ACME operates a Master Trust Pension. A ACME pension consist of units of Assets held on behalf of the member. These units, and any associated cash, are recorded in an internal ledger. The actual units of each asset are aggregated into a single holding held by an external Asset Custodian on behalf of ACME.
Asset units are bought and sold on behalf of members. The process of buying and selling assets takes several days trades are only placed periodically and take several days to settle.
* Re-balancing - the process of adjusting the number of units held for each of a number of assets in the asset Internal Account in a Pot to ensure the mix is correct for the chosen risk profile.
* Asset custodian - a body that holds asset units on behalf of ACME and trades them when instructed.
Consider the description above in an event driven platform with information stored in a database. How would you design such a system and what challenges would you expect to find? The solution should consider the following:
* ACME is regulated by 3 financial authorities and the data we hold must be 100% accurate
* Assets may be bought and sold
* There are some automated processes, e.g. re-balancing, that generate large numbers of buy and sell trades as the prices of assets move.
* There are some processes that must process large amounts of data, e.g. reconciliation
* This is not a real time trading environment, prices are always closing prices, external trades are only placed with asset custodians on a daily basis.
Assuming the platform is implemented in Go, what patterns would you use to enable large numbers (c200-300) processes to be produced in a consistent and repeatable manner by multiple teams?
* Once something has entered a system from a third party, e.g. an order to buy or sell it need to be persisted durably. **We can only reply to the initial call from the third party once we can guarantee durability.**
* **I assume each part of the system can be at different phases of processing data, but as long as the third parties view a consistent state of transactions it is allowed.**
* Is the granularity here per-customer ?
* I think the text mentions that all buy and sell transactions are batched up to be executed together.
* Is it important for these batches to be externally observable ?
* **Can a customer or a regulator demand proof that a transaction was processed at roughly the same time as others, in the same batch ?**
* Original text mentions varies business processes, some of them reading a lot of data, **I assume the load on the system can be "spiky"**
** Is it worth doing capacity planning or autoscaling or a mixture of both ?

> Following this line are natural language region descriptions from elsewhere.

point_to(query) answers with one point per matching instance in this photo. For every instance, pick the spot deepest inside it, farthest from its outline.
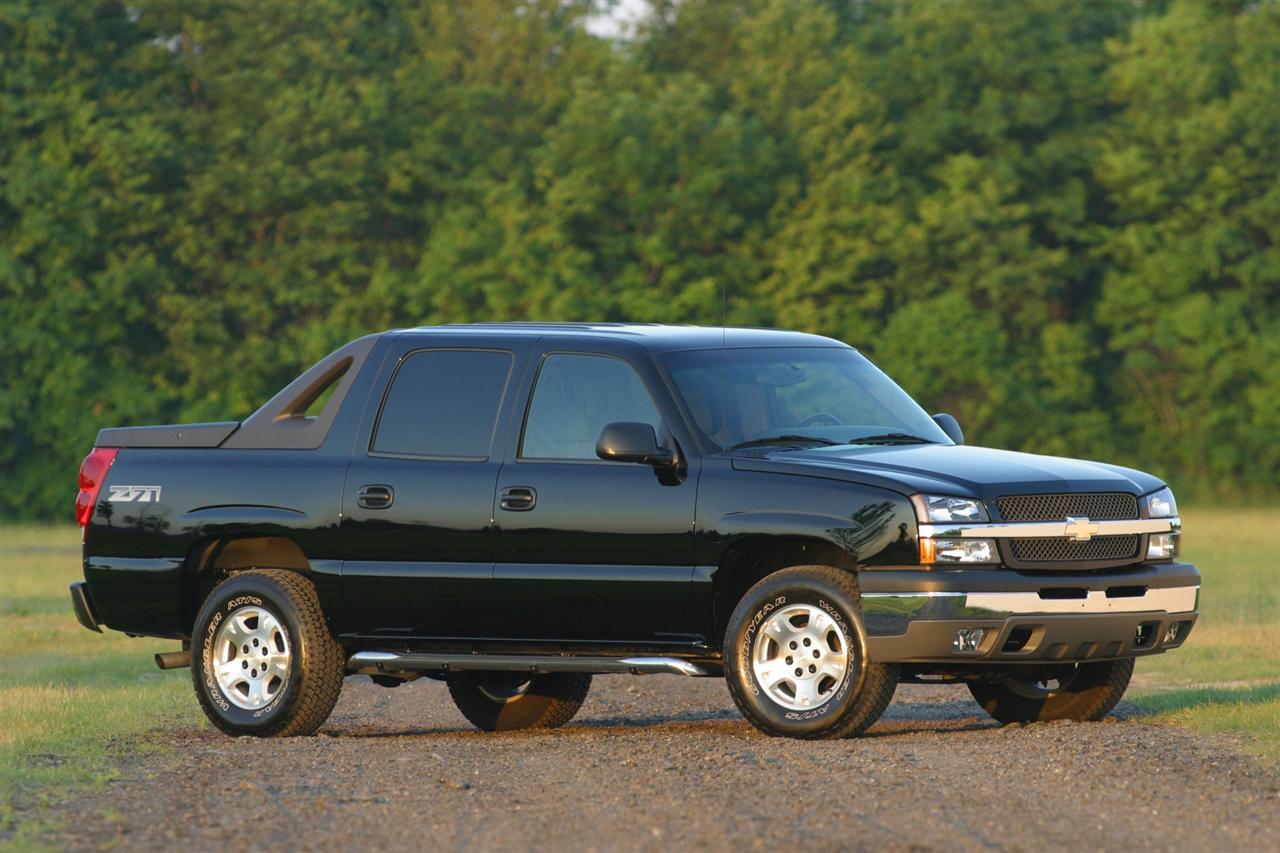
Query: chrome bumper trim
(1043, 529)
(995, 605)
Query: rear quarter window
(443, 404)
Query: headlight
(936, 507)
(1160, 505)
(935, 551)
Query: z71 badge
(135, 493)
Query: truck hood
(949, 469)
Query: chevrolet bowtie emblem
(1080, 529)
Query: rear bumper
(915, 616)
(83, 606)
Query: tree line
(1057, 220)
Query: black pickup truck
(516, 507)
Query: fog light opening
(968, 639)
(1146, 635)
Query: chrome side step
(379, 662)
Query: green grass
(1228, 675)
(73, 705)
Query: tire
(818, 610)
(291, 669)
(510, 701)
(1080, 692)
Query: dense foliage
(1057, 220)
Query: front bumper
(915, 616)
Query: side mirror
(950, 425)
(631, 442)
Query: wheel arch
(753, 557)
(216, 556)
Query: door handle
(375, 497)
(517, 498)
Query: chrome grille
(1052, 507)
(1060, 550)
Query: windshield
(830, 395)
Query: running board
(378, 662)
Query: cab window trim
(438, 457)
(533, 393)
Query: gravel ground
(663, 762)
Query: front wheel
(1080, 692)
(264, 661)
(795, 656)
(510, 701)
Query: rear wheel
(264, 662)
(1080, 692)
(510, 701)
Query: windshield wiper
(890, 438)
(782, 439)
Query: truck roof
(649, 336)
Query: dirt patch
(664, 762)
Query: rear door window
(443, 404)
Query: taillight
(92, 473)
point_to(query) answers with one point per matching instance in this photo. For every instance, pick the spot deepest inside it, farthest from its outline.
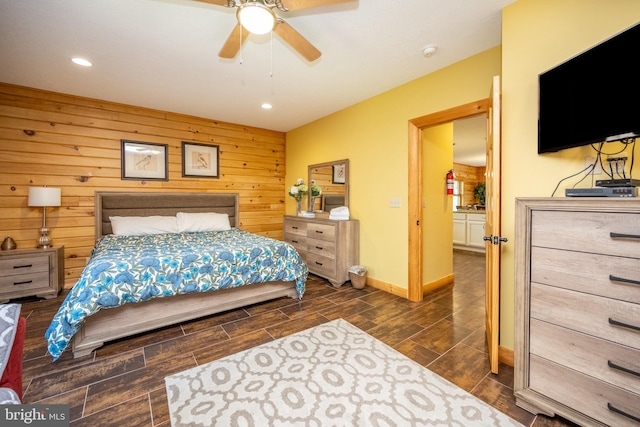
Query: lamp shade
(44, 196)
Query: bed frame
(131, 319)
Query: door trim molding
(414, 291)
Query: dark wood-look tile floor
(122, 383)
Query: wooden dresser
(28, 272)
(577, 313)
(328, 247)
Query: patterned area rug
(330, 375)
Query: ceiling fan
(259, 17)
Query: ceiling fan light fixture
(256, 18)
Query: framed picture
(338, 174)
(144, 160)
(200, 160)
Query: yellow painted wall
(538, 35)
(437, 212)
(373, 136)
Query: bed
(162, 288)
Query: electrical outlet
(589, 161)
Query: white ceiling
(162, 54)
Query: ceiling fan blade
(306, 4)
(218, 2)
(232, 45)
(296, 41)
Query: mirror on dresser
(333, 179)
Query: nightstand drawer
(322, 266)
(323, 248)
(295, 227)
(23, 282)
(10, 266)
(29, 272)
(297, 241)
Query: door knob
(494, 239)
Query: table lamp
(43, 197)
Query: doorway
(491, 107)
(415, 183)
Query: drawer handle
(622, 368)
(621, 412)
(623, 280)
(623, 236)
(624, 325)
(23, 266)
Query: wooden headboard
(116, 203)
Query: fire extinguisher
(450, 178)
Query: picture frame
(200, 160)
(338, 176)
(144, 161)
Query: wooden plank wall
(74, 143)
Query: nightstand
(28, 272)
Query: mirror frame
(332, 163)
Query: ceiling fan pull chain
(241, 58)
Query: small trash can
(358, 276)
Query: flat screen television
(591, 97)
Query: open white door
(492, 226)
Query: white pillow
(141, 225)
(202, 221)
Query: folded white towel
(340, 210)
(338, 217)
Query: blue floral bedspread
(126, 269)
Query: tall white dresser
(577, 309)
(328, 247)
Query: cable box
(618, 182)
(601, 192)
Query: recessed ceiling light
(429, 50)
(82, 61)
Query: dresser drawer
(605, 275)
(321, 231)
(601, 359)
(587, 232)
(322, 266)
(297, 241)
(589, 314)
(322, 248)
(291, 226)
(10, 266)
(583, 393)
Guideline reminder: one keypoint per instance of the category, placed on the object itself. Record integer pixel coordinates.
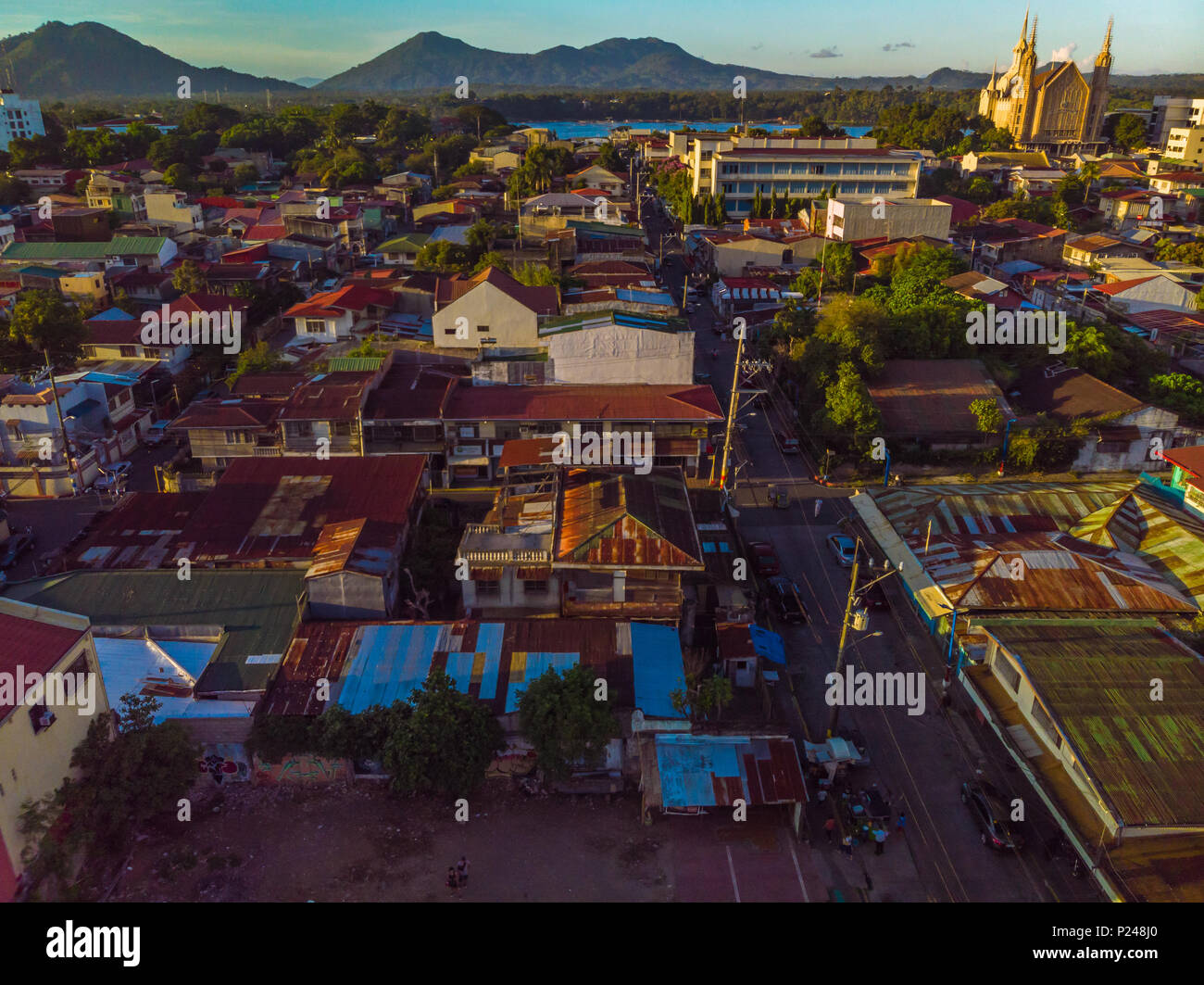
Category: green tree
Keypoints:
(702, 699)
(179, 176)
(987, 415)
(1128, 132)
(41, 320)
(245, 173)
(564, 720)
(188, 278)
(13, 190)
(257, 359)
(445, 744)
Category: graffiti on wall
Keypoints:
(301, 770)
(225, 763)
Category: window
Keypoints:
(41, 718)
(1006, 672)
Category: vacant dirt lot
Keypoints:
(293, 844)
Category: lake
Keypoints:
(571, 129)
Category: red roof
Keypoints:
(31, 647)
(354, 297)
(541, 300)
(277, 507)
(564, 402)
(1120, 286)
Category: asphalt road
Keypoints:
(919, 761)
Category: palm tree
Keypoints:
(1088, 172)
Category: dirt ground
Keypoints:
(361, 843)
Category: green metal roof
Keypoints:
(1095, 676)
(35, 272)
(354, 364)
(410, 244)
(257, 608)
(121, 246)
(55, 252)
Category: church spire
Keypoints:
(1104, 59)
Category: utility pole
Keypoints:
(844, 634)
(63, 427)
(731, 412)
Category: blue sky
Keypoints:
(318, 37)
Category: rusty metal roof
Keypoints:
(622, 521)
(1043, 572)
(715, 771)
(276, 509)
(1094, 678)
(368, 547)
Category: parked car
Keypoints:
(844, 548)
(873, 598)
(157, 434)
(112, 477)
(765, 559)
(17, 545)
(988, 815)
(787, 443)
(785, 599)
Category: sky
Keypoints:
(290, 39)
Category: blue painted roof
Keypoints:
(113, 314)
(767, 644)
(392, 660)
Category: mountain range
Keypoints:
(88, 59)
(60, 60)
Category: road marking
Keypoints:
(798, 872)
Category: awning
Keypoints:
(534, 574)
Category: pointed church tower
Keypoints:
(1097, 103)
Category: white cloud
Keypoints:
(1063, 53)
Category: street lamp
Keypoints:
(854, 594)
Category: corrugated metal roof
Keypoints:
(1145, 756)
(383, 663)
(627, 519)
(714, 771)
(257, 608)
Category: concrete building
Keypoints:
(19, 119)
(796, 168)
(1173, 112)
(894, 218)
(40, 732)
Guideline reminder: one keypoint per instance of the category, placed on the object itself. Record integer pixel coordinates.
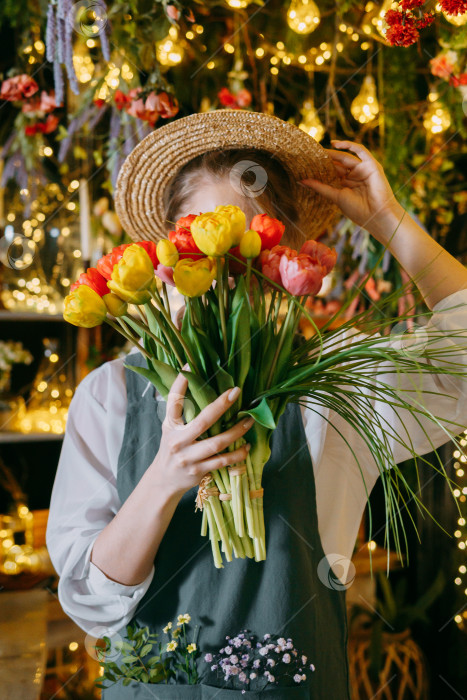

* **I assume worth presenting a solution that can scale automatically.**
* Additional criteria
* Long term velocity & staff retention
* The system should be built in a way that allows for continous fast iteration and the size of the feedback loop should not deteriorate with the age of the system.
* Focus on good mapping between isolated problem areas and teams
**make sure team structure reflects desired architecture (inverse Conway maneuver)**
* Allow for autonomy, mastery and purpose to be maximised in each team
* **encourage continous learning via coaching, lunch and learns etc**
* Testing
* Continous fake transactions flowing through a non-prod environment with metrics gathered
* Encourage starting with a problem statement and only once everyone agrees proceed to discuss solutions. Apply at different scales.
* **encourage problem and solution separation at project/programme definition level**
* **encourage programmers to start with task definition and writing high-level tests and only then proceed with solution/implemntation**
* Build trust in the system/external branding
* It needs to work.
* Observability & alerting
* Measure and minimise impact on any external third party. Prefer impact on internal teams to impact on customers.
* **Could we set up canary/fake flows on production ? E.g. fake customers selling and buying** This helps a lot with incident response as well as understanding which part of the system is struggling, whether it's related to third parties or our system itself.
* See `testing` above
## Proposals
Proposed is a system architecture template, with a lot of optional components to be chosen from depending on the actual needs of the system. The proposed shape allows for spikes in load as main compute components are horizontally scalable and are isolated by queues that act as buffers. Once interesting thing to note is that this system shape encourages accepting as much from external third parties and then processing it locally when possible. Thus it discourages backpressure, which can be detrimental in some cases, esp during disaster scenarios.